The Festival's first day also means two important poetry meetings. During the first one, devoted to poets born in 1960s, we could hear the works of: Marcin Sendecki, Jacek Podsiadło, Mariusz Grzebalski and Miłosz Biedrzycki. Later that night, at the first poetry evening, a Chinese poet Duo Duo presented his poems, among others: Mam sen [I Have a Dream], Pomyśl o tym słowie [Think About This Word] and Wewnątrz tego [Inside This]. Julia Hartwig read three of her pieces: Koleżanki, Blues and Tłumacząc wiersze poetów amerykańskich. The last of these poems was also a link to the evening's third guest – Gary Snyder, a poet, translator and ecologist. The audience could hear original versions and translations, by Julia Hartwig, among others, Siano dla koni [Hay for the Horses] and Dwa jelonki nie zobaczą ranka tej wiosny [Two Fawns That Didn't See the Light This Spring].

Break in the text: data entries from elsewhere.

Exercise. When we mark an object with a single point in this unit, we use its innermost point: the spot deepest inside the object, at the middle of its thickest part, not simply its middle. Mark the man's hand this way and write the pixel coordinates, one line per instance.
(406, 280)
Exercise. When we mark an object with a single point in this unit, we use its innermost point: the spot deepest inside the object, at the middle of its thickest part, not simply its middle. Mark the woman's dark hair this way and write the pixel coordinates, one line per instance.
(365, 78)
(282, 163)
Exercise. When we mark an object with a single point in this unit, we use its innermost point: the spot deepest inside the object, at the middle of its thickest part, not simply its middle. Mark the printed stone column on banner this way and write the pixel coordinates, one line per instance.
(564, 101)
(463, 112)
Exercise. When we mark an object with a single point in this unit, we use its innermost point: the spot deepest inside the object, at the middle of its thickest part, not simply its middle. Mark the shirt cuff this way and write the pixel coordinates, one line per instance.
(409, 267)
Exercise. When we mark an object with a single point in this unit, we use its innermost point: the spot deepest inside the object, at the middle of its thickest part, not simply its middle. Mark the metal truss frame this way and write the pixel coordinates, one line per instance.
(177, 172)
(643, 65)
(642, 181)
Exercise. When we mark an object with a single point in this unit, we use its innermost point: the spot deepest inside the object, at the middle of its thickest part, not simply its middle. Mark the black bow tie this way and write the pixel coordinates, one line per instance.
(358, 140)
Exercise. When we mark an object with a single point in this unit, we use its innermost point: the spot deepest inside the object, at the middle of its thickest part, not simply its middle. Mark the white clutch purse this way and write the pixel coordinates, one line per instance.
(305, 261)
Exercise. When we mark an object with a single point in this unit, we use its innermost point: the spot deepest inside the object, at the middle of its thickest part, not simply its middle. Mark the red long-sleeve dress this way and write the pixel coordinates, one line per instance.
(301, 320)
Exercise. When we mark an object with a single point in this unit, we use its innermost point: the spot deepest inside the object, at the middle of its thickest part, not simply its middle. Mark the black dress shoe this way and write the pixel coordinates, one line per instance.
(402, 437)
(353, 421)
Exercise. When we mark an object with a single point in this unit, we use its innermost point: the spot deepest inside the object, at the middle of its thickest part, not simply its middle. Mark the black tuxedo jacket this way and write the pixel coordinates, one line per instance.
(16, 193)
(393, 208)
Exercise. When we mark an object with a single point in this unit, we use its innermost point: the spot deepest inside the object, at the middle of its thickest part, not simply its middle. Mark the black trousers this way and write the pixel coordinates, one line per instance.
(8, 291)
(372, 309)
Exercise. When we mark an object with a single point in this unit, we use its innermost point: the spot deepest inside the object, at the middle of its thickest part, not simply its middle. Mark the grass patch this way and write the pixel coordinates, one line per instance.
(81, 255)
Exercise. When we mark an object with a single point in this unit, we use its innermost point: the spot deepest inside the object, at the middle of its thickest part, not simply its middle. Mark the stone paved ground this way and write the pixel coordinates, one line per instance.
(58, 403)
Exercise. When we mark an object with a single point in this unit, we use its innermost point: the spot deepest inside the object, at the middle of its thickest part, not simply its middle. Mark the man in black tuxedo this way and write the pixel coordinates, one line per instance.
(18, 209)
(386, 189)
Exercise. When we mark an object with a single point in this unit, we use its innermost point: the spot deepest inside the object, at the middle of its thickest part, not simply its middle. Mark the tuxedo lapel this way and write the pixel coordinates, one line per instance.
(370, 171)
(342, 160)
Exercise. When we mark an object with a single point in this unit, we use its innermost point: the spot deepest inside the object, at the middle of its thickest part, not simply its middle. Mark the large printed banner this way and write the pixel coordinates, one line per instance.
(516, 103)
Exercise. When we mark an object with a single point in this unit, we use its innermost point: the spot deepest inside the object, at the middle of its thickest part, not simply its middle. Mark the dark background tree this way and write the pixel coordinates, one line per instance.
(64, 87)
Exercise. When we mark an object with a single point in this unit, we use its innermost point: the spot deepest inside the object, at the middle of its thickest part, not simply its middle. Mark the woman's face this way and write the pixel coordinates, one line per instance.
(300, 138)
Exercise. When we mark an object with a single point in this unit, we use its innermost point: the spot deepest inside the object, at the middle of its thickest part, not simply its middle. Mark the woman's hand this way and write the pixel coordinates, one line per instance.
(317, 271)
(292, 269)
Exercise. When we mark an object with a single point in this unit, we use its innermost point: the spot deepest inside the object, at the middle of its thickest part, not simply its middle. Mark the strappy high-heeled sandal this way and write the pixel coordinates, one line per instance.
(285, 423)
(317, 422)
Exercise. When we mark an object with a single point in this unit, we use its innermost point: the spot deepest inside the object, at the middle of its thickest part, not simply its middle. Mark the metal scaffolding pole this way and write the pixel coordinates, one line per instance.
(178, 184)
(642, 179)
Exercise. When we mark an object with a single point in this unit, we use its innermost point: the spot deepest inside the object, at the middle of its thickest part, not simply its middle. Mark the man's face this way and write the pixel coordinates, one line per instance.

Today at the Festival: at 11 a.m. – Inspekty poetyckie, workshops devoted to the works of Rafał Wojaczek (Wojewódzka Biblioteka Publiczna w Krakowie) and from 1.00 p.m. to 5.00 p.m. four meetings with authors: Martín López-Vega, Philip Levine, Janusz Szuber and Juan Gelman. At 5 p.m., a discussion entitled Wokół książki [Around the Book] is planned. Participants will include: Jerzy Illg, Bronisław Maj, Bogdan Tosza and Marek Zagańczyk, while an hour later, Pokolenia: Roczniki 70 [Generations: 1970s] participated by Justyna Bargielska, Tadeusz Dąbrowski, Agnieszka Wolny-Hamkało will take place. At 9 p.m., the second poetry evening run by Andrzej Franaszek will begin at St. Anna’s collegiate church. Participants will include: Wiera Burłak, Michael Krüger, Tomaž Šalamun and Adam Zagajewski. Finally, at 10.30 p.m., Biała Noc [White Night] will begin: a meeting with Lew Rubinstein, a presentation of Antologia współczesnej poezji rosyjskiej by Jerzy Czech and a meeting devoted to the book Oczami radzieckiej zabawki. Antologia radzieckiego i rosyjskiego undergroundu by Konstanty Usenko and a performance of the band N.O.M.